De même que Minerve équipe et conseille Télémaque – et « sert de conseil à Jupiter », nous dit Fénelon –, l’Institut a pour vocation d’éclairer les pouvoirs publics et de leur fournir des armes. De même que Minerve n’accomplit sa mission qu’en vertu de son indépendance, les cinq académies de l’Institut jouissent d’une situation unique qui garantit leur liberté : elles sont publiques sans être gouvernementales, indépendantes sans être privées. En France, l’État n’a pas vocation à exercer une tutelle directe et exclusive sur les activités de l’esprit, y compris dans le domaine des beaux-arts. Les académies de l’Institut veillent à ce principe vital, grâce à leur indépendance, à leur légitimité, à leur pérennité, grâce aussi à leur pratique du libre débat dans le respect des opinions.

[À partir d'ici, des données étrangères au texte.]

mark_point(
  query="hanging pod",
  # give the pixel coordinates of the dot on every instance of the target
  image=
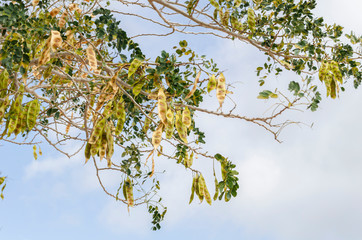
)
(162, 106)
(170, 124)
(221, 89)
(157, 136)
(181, 129)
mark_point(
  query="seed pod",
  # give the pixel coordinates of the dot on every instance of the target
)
(204, 187)
(110, 144)
(181, 129)
(251, 20)
(62, 21)
(103, 148)
(157, 136)
(216, 189)
(108, 109)
(72, 6)
(221, 90)
(146, 126)
(323, 70)
(55, 40)
(225, 18)
(197, 188)
(170, 124)
(186, 160)
(211, 85)
(55, 11)
(162, 106)
(192, 190)
(34, 152)
(45, 55)
(129, 193)
(32, 115)
(121, 119)
(237, 3)
(35, 3)
(92, 60)
(186, 117)
(336, 71)
(87, 152)
(194, 87)
(97, 131)
(4, 82)
(136, 63)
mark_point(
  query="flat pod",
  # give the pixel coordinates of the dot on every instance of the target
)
(221, 89)
(211, 85)
(162, 106)
(181, 129)
(157, 136)
(186, 117)
(56, 40)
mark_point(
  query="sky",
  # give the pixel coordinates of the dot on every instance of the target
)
(308, 187)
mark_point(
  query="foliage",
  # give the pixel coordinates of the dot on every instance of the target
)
(69, 70)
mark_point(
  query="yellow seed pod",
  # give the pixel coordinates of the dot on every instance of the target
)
(97, 131)
(237, 3)
(225, 18)
(32, 115)
(211, 85)
(34, 152)
(192, 190)
(186, 117)
(135, 64)
(170, 124)
(181, 129)
(251, 20)
(62, 21)
(146, 126)
(186, 160)
(336, 71)
(72, 6)
(197, 189)
(162, 106)
(55, 40)
(129, 193)
(55, 11)
(323, 70)
(87, 152)
(157, 136)
(45, 55)
(92, 60)
(35, 3)
(103, 148)
(221, 89)
(110, 145)
(195, 86)
(206, 191)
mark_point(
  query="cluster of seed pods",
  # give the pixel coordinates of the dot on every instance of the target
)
(128, 192)
(199, 187)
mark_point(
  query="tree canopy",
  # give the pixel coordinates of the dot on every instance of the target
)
(69, 65)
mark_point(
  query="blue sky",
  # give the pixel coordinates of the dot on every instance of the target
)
(308, 187)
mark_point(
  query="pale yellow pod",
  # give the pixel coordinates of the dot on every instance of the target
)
(186, 117)
(181, 129)
(170, 124)
(55, 40)
(157, 136)
(92, 60)
(55, 11)
(162, 106)
(221, 89)
(211, 85)
(206, 191)
(195, 86)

Plus qu’aucune autre, l’Académie des beaux-arts reflète cet idéal. Elle peut se comparer à un orchestre, où chacun, avec son savoir, son talent et son identité propres, contribue à la cohésion fructueuse de tous. La métaphore est plus éclairante encore lorsqu’il s’agit de l’Institut de France, qui compte cinq académies fort différentes, embrassant tout l’horizon des savoirs, des lettres et des arts. Une symphonie, sun-phonia, au sens premier, un ensemble de voix diverses qui se répondent et se coordonnent à l’unisson. À cet égard, l’Institut peut compter sur l’expertise du secrétaire perpétuel de l’Académie des Beaux-arts, un chef d’orchestre, au sens propre et au sens figuré, attentif à la diversité, esprit sûr et ami généreux.